People with mental illness


  • Judicial Commission of NSW, Equality before the Law: Bench Book (2022).
    [] outlines some psychiatric disabilities (although they are not specifically considered in the context of domestic and family abuse).


  • Supreme Court of Queensland, Equal Treatment Bench Book (2nd ed, 2016).
    • Although this bench book does not discuss the relationship between domestic violence and psychiatric disabilities, the section on witnesses with psychiatric disabilities may be relevant where a person appears as a witness (eg. an alleged victim/or perpetrator of domestic violence) before the court.
    • Specifically the bench book notes (pp125-126): ‘Witnesses with psychiatric disabilities may find the court environment especially stressful. At hearings, it must be recognised that a witness with a psychiatric disability may find it difficult to concentrate and remember. There may also be communication barriers, for example, if the person is easily distracted, distressed, anxious, frightened, manic, delusional or aggressive. Certain adjustments may be necessary for witnesses with psychiatric disabilities.
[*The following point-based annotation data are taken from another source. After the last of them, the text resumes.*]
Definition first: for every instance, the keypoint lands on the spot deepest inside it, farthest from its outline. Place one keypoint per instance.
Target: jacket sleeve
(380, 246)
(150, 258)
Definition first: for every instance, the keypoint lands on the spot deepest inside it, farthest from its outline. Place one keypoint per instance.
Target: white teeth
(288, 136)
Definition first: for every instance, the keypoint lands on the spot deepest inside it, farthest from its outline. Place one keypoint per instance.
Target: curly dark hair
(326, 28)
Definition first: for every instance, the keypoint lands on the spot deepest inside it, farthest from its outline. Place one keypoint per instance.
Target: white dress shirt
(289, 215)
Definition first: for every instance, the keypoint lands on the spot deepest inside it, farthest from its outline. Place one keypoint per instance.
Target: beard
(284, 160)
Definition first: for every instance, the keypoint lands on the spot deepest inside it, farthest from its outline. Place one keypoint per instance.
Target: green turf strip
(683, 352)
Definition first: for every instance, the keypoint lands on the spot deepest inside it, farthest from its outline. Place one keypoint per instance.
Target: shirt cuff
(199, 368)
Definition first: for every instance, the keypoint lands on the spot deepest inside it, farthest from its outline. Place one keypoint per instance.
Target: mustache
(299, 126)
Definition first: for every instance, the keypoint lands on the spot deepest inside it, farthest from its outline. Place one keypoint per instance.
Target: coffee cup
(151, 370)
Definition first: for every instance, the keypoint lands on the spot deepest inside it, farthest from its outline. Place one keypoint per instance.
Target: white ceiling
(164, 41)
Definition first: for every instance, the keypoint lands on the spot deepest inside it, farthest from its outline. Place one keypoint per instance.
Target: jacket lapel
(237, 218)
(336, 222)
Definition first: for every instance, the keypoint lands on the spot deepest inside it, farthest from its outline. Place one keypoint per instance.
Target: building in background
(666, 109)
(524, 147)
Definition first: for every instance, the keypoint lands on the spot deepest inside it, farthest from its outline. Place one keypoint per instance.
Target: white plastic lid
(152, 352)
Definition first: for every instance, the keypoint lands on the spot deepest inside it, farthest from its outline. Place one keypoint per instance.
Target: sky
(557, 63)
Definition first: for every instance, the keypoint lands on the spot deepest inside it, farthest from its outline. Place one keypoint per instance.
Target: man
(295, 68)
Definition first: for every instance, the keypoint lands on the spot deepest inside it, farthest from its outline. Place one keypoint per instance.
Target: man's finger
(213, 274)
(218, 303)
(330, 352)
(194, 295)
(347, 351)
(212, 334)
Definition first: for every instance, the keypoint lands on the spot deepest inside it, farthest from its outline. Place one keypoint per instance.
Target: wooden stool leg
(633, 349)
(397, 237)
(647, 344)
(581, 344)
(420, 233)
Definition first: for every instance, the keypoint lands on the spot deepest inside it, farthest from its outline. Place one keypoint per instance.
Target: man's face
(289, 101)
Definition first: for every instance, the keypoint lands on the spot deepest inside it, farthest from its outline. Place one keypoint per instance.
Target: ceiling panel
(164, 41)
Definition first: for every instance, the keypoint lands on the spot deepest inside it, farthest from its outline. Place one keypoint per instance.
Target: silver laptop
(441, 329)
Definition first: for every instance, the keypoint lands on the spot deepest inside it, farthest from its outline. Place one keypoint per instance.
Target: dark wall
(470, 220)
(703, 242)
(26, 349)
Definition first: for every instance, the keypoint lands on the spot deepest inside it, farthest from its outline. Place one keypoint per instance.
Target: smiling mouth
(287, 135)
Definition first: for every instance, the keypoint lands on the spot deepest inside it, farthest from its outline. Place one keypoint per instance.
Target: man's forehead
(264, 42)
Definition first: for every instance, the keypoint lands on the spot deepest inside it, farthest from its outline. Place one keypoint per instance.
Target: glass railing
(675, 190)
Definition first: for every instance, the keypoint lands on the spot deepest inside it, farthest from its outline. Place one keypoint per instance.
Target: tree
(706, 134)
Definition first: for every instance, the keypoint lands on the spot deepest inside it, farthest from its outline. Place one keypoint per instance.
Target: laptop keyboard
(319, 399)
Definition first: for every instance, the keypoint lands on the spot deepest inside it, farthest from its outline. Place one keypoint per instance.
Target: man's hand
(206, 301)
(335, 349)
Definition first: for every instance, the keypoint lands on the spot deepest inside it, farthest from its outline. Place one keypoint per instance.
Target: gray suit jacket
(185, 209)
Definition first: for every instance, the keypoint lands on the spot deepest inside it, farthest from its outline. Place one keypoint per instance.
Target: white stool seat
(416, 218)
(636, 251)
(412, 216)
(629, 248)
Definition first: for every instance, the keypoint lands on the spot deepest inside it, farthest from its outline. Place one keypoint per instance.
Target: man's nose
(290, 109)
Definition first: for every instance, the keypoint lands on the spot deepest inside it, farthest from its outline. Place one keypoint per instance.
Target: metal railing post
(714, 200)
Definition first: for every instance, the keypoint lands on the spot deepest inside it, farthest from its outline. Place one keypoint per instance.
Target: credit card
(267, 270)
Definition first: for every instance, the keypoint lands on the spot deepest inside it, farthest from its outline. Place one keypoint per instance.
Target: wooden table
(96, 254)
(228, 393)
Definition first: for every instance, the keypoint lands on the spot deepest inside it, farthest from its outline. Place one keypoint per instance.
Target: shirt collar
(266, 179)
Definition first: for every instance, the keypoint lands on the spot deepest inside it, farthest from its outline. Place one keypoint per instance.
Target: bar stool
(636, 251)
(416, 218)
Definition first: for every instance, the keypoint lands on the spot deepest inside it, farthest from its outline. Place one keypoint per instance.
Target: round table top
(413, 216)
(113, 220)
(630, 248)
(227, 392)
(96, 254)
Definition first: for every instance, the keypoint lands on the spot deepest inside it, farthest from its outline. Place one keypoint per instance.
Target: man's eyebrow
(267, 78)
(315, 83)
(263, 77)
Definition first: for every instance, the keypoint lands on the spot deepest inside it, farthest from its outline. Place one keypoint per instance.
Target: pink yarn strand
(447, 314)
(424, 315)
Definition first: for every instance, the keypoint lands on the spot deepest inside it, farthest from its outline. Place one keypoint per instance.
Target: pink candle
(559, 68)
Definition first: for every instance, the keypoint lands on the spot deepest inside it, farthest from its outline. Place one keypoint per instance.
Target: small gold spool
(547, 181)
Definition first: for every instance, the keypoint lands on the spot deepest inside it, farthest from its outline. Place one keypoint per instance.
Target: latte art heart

For example:’

      • there may be a need to repeat information;
      • it may be necessary to rephrase questions;
      • there may be a need to provide regular breaks because of short concentration spans;
      • the witness should be afforded adequate familiarisation with the court room;
      • practitioners should provide appropriate amounts of time in their estimates for trial to accommodate necessary adjustments; and
      • particularly vulnerable witnesses may benefit from the application of s 21A of the Evidence Act 1977 (Qld).


  • Judicial College of Victoria, Family Violence Bench Book (2014).
    5.2.6 notes the mental health effects of family violence. 4.1.4 notes that whether a family violence offender suffers from a mental impairment is relevant to determining whether to refuse bail.


  • Western Australia Department of Justice, Equal Justice Bench Book, Family and Domestic Violence (updated September 2022).
    Mental illness is not specifically considered in the context of domestic and family abuse; see especially ‘Impacts on women’ (13.2.2), which references the VicHealth Study referenced above and lists some of the wide-ranging effects of intimate partner violence on women’s mental health.


  • Neilson, Linda C, Domestic Violence Electronic Bench Book (National Judicial Institute, 2020).

    Chapter 21: Mental and Physical Disability comprehensively discusses mental disability, including information on enhanced risks for persons with a disability; prevalence and reporting of domestic violence in disability contexts; forms of domestic violence and court options to enhance assessment of domestic violence in disability cases. It also provides a very detailed section on process issues around domestic violence in a disability context.

    Reference is also made throughout the bench book to mental health, including:

    • ‘Domestic violence can produce scientifically verifiable mental health reactions, including post-traumatic stress, depression, anxiety and panic disorder, hypervigilance as well as a host of short- and long-term physical medical conditions’ (Section 5.2.2);
    • In relation to perpetrators and mental illness, Section 7.2.4: Mental illness rationalization discusses mental illness as a risk factor for both the victim’s and children’s safety. However, it emphasises that mental illness should not be considered a cause of domestic violence, but rather an aggravating factor. It also cautions against the use of neuroscience research in court to explain domestic violence perpetration.